Optimism: Alys Campaigne - Climate initiative leader for the Southern Environmental Law Center

Campaigne, pictured in her Mount Pleasant yard, says that while the South has an outsize footprint in climate change, we have a big opportunity to fix it.

Written By Margaret Loftus
Portrait By Taylor Jordan Krauser

Growing up on a farm, Alys Campaigne forged a deep connection to nature, but early on, she also sensed a disconnect between those who were stewards of the land and those who made policy. Bridging that divide would become her life’s work, most recently as Southern Environmental Law Center’s (SELC) first climate initiative leader. “I love connecting my passion for place with solutions to protect our health and natural environment,” she says.

Campaigne brings years of experience in Washington, DC, where she worked in the House and Senate, participated in the 1997 climate negotiations in Kyoto, Japan, and later served as legislative director at the National Resource Defense Council. After a decade in DC, she and her husband, George, relocated their family to Charleston in 2006. “[The move] was about getting back to a place where the landscape takes center stage,” she says.

Once here, Campaigne continued her mission, running a strategic services firm that specialized in environmental policy for groups like the Gaylord and Dorothy Donnelley Foundation and Monterey Bay Aquarium and joining the board of Charleston Waterkeeper. When SELC was looking to elevate its work on climate change, she jumped at the perfect fit. “My role involves scaling up that work, using local knowledge to shape better decisions,” she says, noting that our region has an outsized climate change footprint. “If the South were a country, we’d rank in the top 10 climate pollution emitters in the world, plus we’re especially vulnerable to its effects,” she says. 

As a result, SELC has bold goals, such as decarbonizing our energy and transport systems, preserving nature-based carbon sinks, and helping vulnerable communities adapt. Already, the group has helped reduce the coal footprint of its six-state region by nearly half in the last 12 years.

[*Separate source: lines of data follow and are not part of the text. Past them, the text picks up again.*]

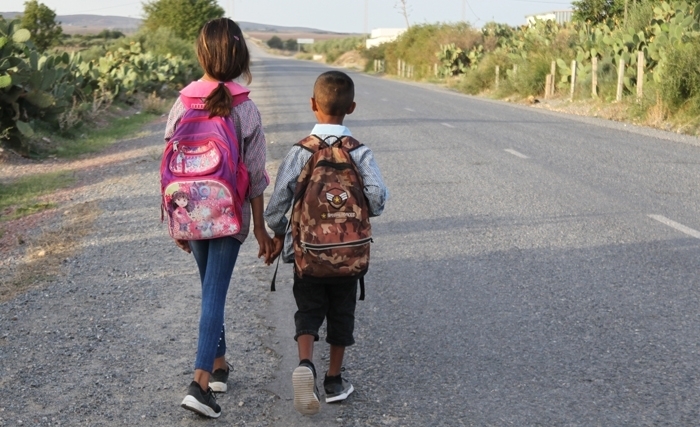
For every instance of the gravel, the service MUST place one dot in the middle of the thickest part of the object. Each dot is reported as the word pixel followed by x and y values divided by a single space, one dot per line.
pixel 112 341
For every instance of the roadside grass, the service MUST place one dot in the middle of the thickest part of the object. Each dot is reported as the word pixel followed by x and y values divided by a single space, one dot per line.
pixel 95 139
pixel 21 197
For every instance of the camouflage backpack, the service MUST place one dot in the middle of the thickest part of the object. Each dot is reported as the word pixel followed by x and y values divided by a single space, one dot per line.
pixel 330 217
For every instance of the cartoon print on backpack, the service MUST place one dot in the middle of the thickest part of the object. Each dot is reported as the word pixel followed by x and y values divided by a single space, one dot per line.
pixel 198 210
pixel 181 206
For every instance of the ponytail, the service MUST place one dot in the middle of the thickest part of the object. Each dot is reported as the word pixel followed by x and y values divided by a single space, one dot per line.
pixel 219 101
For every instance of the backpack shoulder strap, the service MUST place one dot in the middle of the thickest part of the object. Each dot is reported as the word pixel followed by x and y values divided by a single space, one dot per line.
pixel 311 143
pixel 349 143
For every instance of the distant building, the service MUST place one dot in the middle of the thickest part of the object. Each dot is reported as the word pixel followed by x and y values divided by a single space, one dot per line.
pixel 558 16
pixel 383 35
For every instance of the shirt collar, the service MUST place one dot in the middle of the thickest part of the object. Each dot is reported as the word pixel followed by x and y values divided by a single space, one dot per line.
pixel 324 129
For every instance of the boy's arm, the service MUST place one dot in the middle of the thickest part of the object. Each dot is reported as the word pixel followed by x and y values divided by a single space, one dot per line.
pixel 283 194
pixel 375 190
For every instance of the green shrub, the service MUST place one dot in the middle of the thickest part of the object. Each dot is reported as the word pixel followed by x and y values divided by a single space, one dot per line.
pixel 680 76
pixel 419 45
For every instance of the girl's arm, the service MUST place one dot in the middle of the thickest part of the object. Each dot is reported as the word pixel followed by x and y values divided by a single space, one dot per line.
pixel 254 156
pixel 266 245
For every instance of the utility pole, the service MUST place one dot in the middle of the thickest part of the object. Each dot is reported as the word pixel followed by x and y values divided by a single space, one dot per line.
pixel 366 16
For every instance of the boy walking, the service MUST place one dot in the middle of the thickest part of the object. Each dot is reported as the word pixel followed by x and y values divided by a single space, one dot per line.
pixel 328 241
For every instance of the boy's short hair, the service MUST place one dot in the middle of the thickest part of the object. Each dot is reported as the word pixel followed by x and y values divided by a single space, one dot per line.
pixel 334 92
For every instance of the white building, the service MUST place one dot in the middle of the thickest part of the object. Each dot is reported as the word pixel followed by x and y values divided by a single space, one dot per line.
pixel 558 16
pixel 383 35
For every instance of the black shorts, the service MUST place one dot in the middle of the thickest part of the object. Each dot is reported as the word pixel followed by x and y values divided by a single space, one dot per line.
pixel 334 302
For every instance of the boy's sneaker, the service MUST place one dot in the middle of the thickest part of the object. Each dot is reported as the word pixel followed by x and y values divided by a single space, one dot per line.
pixel 218 380
pixel 337 388
pixel 306 394
pixel 203 403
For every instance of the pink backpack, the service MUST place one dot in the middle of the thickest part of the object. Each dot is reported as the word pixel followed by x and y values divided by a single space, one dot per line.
pixel 204 181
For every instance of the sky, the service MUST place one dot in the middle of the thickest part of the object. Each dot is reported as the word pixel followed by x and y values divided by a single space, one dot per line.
pixel 343 16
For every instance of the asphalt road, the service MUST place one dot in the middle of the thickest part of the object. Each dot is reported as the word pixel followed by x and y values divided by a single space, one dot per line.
pixel 531 268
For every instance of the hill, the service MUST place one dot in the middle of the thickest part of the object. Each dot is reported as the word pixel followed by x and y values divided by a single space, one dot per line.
pixel 95 23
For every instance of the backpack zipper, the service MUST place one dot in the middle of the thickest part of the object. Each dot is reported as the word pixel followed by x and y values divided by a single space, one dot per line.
pixel 305 247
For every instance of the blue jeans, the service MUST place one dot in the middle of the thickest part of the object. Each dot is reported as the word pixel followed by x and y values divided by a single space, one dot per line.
pixel 215 260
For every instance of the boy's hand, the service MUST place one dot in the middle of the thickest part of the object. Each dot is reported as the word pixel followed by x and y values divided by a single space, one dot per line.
pixel 184 245
pixel 265 244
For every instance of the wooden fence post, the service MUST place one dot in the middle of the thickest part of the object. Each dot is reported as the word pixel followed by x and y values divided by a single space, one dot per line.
pixel 573 79
pixel 640 74
pixel 594 76
pixel 620 78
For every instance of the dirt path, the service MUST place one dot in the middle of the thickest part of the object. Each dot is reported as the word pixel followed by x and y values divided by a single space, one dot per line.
pixel 111 340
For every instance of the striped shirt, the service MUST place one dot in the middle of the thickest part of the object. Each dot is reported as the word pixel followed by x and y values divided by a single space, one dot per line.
pixel 248 125
pixel 290 169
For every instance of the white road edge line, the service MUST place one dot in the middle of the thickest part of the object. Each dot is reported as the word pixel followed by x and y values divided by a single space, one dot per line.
pixel 673 224
pixel 516 153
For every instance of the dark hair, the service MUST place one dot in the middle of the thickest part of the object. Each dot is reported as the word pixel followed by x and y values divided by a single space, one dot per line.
pixel 223 54
pixel 334 92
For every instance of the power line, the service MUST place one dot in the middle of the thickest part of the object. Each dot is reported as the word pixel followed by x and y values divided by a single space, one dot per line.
pixel 108 7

Wins like these keep Campaigne optimistic. “There’s no doubt that climate change and its impacts can be overwhelming. Mother Nature is staging an intervention,” she admits. “But as chef José Andrés recently said, ‘In the worst moments of humanity, the best of humanity shows.’ I believe that. There are always those who are shining a light on the path forward, and that energy is palpable right now.”